In GroupSwim, we use a toolbox including proximity search, natural language processing, tagging and semantic web components to implement search functions. Each of them is used to solve specific aspects of our search problem, and we often combine them. Tag search is obviously a very popular search method in GroupSwim. To facilitate and improve tag search, we automatically perform natural language analysis on the data that is not tagged. We then auto-tag the data so that it will be included in tag search. The quality of these generated tags depends on both the language analysis, techniques from text summarization, language analysis using synonyms and hypernyms as well as community specific ontologies. We use the same techniques to do real-time natural language analysis and suggest appropriate tags to simplify the task for users. But it does not stop there. We use semantic web and linguistic information to find and suggest related information helping users narrow or widen their searches along semantically meaningful dimensions. Communities in GroupSwim are able to create their own ontologies for that purpose, and even if they do not, we apply universal ontologies to help users.

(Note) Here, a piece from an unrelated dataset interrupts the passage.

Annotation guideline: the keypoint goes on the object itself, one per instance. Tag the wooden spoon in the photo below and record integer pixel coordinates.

GroupSwim is also different in how we apply search in very problem-specific ways. Our focus is not on the general search problem.  Rather, our objective is to help communities for organizations and companies find information related specifically to their organizational and business needs. This makes it easier for us to apply natural language techniques and semantic web technologies. It also means we will be able to provide a superior search experience.

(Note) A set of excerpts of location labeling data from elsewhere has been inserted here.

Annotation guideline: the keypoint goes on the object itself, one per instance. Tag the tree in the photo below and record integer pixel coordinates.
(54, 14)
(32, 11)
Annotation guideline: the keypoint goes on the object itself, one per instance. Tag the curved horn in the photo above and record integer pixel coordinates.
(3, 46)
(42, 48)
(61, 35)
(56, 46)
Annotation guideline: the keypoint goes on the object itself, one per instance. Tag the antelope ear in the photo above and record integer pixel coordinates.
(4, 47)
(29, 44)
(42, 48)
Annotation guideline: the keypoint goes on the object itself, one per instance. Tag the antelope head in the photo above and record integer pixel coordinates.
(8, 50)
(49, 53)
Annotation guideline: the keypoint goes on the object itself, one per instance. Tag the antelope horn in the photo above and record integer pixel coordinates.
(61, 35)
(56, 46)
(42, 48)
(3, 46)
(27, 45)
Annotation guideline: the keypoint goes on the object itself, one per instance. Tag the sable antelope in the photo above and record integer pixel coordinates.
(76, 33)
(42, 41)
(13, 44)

The figure below positions GroupSwim’s search function with respect to other available search functions. To do this, we identify three dimensions along which we characterize the functions. The first dimension is the degree of semantic awareness that the search functions have. We simplified the diagram so that the dimension has basic text search on one end and artificial intelligence based search on the other extreme. The second dimension concerns whether the search is intended to address the universal search problem at one extreme or one specific problem at the other. The third dimension concerns the domain specificity of the search function. A search such as Yahoo is very general and applies to any domain. One could easily imagine searches that are very specific to a problem domain such as medicine using domain knowledge to improve the search. GroupSwim enables communities to continuously add domain data to their community and thereby improve the search over time as the domain knowledge evolves.

http://img266.imageshack.us/img266/7060/semanticsfocussx8.gif

In summary, GroupSwim offers a balanced approach to search technologies, focusing on solving specific business related search problems in a superior way. We also enable communities and the system itself to improve and evolve search by building up and leveraging semantic web data created within or outside of GroupSwim. We believe this is the best way to introduce next generation web search and discovery techniques for our customers.